Truncated Backpropagation Through Time (TBPTT)

Truncated Backpropagation Through Time (TBPTT) performs backpropogation every k steps of
a much longer sequence. This is made possible by passing training batches
split along the time-dimensions into splits of size k to the
``training_step``. In order to keep the same forward propagation behavior, all
hidden states should be kept in-between each time-dimension split.

.. code-block:: python

    import torch
    import torch.optim as optim
    import pytorch_lightning as pl
    from pytorch_lightning import LightningModule

    class LitModel(LightningModule):

        def __init__(self):

            # 1. Switch to manual optimization
            self.automatic_optimization = False

            self.truncated_bptt_steps = 10
            self.my_rnn = ParityModuleRNN() # Define RNN model using ParityModuleRNN

        # 2. Remove the `hiddens` argument
        def training_step(self, batch, batch_idx):

            # 3. Split the batch in chunks along the time dimension
            split_batches = split_batch(batch, self.truncated_bptt_steps)
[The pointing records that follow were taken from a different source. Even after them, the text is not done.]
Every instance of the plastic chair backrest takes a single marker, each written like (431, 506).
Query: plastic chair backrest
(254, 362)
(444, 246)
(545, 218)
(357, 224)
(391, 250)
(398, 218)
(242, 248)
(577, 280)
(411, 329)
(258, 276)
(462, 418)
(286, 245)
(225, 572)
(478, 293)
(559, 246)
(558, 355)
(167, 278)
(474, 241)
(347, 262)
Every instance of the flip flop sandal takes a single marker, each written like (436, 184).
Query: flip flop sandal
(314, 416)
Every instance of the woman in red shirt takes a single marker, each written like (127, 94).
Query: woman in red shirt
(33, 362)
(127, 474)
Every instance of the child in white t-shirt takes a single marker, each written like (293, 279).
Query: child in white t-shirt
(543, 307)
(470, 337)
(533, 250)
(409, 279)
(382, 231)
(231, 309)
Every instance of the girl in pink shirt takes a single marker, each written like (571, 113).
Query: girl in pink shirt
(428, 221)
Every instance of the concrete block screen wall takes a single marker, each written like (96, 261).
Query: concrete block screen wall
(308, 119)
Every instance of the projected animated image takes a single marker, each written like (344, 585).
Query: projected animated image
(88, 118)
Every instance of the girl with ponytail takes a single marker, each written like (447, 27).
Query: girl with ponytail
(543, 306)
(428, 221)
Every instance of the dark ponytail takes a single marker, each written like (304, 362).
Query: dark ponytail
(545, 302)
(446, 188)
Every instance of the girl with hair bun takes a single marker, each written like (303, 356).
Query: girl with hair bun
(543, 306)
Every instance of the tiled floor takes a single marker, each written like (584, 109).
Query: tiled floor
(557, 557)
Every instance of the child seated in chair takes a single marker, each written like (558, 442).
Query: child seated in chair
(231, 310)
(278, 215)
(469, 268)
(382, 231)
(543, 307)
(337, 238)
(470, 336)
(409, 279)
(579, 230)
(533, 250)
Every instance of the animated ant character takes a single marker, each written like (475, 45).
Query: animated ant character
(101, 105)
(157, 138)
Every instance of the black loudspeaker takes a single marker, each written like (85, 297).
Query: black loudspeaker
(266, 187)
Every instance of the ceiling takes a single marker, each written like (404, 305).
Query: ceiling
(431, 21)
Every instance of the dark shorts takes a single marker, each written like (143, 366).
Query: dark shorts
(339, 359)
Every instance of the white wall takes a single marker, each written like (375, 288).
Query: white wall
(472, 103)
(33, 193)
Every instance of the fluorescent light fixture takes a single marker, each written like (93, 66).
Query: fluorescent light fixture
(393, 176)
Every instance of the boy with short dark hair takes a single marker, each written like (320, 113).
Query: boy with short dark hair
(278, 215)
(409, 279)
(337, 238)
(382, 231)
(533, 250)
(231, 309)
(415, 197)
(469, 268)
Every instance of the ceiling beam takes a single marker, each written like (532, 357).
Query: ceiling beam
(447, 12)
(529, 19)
            batch_size = 10
            hidden_dim = 20
            hiddens = torch.zeros(1, batch_size, hidden_dim, device=self.device)
            for split_batch in range(split_batches):
                # 4. Perform the optimization in a loop
                loss, hiddens = self.my_rnn(split_batch, hiddens)

                # 5. "Truncate"
                hiddens = hiddens.detach()

            # 6. Remove the return of `hiddens`
            # Returning loss in manual optimization is not needed
            return None

        def configure_optimizers(self):
            return optim.Adam(self.my_rnn.parameters(), lr=0.001)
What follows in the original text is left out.